Write source voltage, AC/DC basis, polarity if relevant, and measurement method.

2

List each component

Record nominal resistance, measured resistance, tolerance, voltage drop, current, and watts.

3

Close the handoff

Use the record to support Ohms law, troubleshooting, or component-rating review.

Formula basis

Series current = source voltage / total series resistance. Each voltage drop = current x component resistance.

  • Source voltage is the applied voltage for the series loop.
  • Total series resistance is the sum of each series component resistance.
  • Loop current is the same through every series component.
  • Voltage drop is recorded component by component so the drops can be compared with the source voltage.

Worked examples

Three resistor training circuit

Record source voltage, R1/R2/R3, total resistance, loop current, each voltage drop, and component watts before comparing measured values.

Low-voltage control loop check

Keep supply voltage, series contact resistance, coil resistance, expected current, voltage drop, and measured value in one record.
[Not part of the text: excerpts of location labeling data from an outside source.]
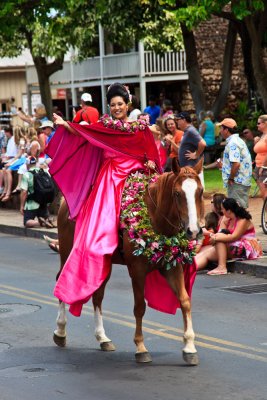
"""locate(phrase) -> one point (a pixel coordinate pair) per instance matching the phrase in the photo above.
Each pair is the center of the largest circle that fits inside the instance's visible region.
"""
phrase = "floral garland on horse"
(169, 251)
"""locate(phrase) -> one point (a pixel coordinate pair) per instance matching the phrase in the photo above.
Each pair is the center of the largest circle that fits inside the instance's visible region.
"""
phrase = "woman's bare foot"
(220, 270)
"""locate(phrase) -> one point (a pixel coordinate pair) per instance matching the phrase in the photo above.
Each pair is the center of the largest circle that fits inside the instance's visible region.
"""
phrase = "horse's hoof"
(107, 346)
(191, 358)
(143, 357)
(59, 340)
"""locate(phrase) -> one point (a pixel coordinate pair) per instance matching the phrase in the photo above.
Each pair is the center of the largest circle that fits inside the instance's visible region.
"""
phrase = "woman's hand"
(58, 120)
(191, 155)
(150, 164)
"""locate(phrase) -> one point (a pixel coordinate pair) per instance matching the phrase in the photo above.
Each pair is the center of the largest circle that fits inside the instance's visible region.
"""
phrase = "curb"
(256, 267)
(28, 232)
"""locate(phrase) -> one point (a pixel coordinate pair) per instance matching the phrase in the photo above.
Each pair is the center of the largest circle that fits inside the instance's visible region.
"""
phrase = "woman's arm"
(25, 118)
(60, 121)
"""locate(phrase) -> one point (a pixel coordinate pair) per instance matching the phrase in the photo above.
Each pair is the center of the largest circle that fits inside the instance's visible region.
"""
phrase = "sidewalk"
(11, 222)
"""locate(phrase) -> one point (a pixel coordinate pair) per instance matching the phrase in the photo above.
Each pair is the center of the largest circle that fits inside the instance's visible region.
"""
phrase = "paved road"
(231, 339)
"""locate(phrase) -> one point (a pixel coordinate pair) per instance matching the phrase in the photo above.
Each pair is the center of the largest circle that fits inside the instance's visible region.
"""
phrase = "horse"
(175, 204)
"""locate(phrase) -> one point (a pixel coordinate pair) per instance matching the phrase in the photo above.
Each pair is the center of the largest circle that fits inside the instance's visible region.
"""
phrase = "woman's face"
(261, 125)
(170, 125)
(118, 107)
(227, 213)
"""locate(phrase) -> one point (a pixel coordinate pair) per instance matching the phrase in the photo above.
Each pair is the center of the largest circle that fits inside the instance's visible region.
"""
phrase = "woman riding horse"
(174, 203)
(91, 177)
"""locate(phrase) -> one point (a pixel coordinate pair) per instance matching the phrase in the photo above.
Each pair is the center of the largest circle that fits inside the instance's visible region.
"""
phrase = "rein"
(179, 227)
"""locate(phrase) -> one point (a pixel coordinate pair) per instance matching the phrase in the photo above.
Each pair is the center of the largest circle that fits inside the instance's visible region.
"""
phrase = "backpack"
(43, 187)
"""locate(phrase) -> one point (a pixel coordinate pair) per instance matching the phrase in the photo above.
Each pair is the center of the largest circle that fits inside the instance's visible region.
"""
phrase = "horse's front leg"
(138, 282)
(105, 343)
(60, 334)
(175, 278)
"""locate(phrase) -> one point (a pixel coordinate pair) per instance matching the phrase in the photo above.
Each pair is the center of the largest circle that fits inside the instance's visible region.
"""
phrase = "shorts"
(42, 212)
(239, 193)
(261, 177)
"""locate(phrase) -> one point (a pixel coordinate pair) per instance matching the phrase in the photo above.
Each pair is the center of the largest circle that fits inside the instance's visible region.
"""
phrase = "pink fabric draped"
(91, 170)
(96, 235)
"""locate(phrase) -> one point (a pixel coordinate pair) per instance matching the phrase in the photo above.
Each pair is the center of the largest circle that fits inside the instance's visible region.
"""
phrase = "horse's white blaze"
(99, 327)
(61, 320)
(189, 187)
(189, 337)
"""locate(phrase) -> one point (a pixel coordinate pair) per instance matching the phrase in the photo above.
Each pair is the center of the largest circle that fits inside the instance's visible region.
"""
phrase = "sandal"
(16, 191)
(54, 247)
(48, 239)
(44, 223)
(5, 198)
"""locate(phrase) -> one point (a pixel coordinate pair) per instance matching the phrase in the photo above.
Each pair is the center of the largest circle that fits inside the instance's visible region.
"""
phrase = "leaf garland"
(169, 251)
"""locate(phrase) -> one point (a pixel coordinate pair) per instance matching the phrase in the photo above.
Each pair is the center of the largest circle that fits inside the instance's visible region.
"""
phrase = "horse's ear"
(175, 166)
(198, 167)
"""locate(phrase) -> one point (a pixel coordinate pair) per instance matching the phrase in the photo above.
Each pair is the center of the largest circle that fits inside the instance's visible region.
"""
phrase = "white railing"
(115, 66)
(169, 63)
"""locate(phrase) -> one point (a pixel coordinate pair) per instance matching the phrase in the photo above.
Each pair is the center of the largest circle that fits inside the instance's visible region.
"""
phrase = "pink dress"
(98, 162)
(247, 247)
(96, 234)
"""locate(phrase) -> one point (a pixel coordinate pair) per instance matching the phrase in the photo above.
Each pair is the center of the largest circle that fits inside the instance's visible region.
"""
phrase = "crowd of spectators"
(177, 135)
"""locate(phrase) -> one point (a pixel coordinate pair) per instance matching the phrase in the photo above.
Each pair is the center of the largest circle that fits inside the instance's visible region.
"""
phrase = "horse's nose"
(189, 233)
(200, 232)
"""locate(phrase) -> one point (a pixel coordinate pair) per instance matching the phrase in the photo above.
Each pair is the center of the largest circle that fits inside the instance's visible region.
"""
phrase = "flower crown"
(124, 126)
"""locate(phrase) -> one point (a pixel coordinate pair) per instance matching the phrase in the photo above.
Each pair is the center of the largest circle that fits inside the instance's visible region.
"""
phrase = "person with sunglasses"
(260, 149)
(236, 163)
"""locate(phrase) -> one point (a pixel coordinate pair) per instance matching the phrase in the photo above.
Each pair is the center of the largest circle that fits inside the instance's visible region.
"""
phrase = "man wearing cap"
(47, 128)
(192, 145)
(236, 164)
(87, 113)
(30, 209)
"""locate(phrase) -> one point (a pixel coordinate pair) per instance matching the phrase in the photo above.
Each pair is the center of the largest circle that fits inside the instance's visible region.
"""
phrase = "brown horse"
(174, 203)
Frequently asked questions

These answers explain how to use the chart without turning a quick reference into a final design decision.

How is this different from the series-parallel resistance chart?
The resistance chart focuses on equivalent resistance. This worksheet records the full series result: source voltage, current, voltage drops, power, and measurement notes.
Should the voltage drops equal the source voltage?
For an ideal simple series loop, the calculated drops should add to the source voltage. Field measurements can differ because of tolerance, source sag, wiring, and instrument effects.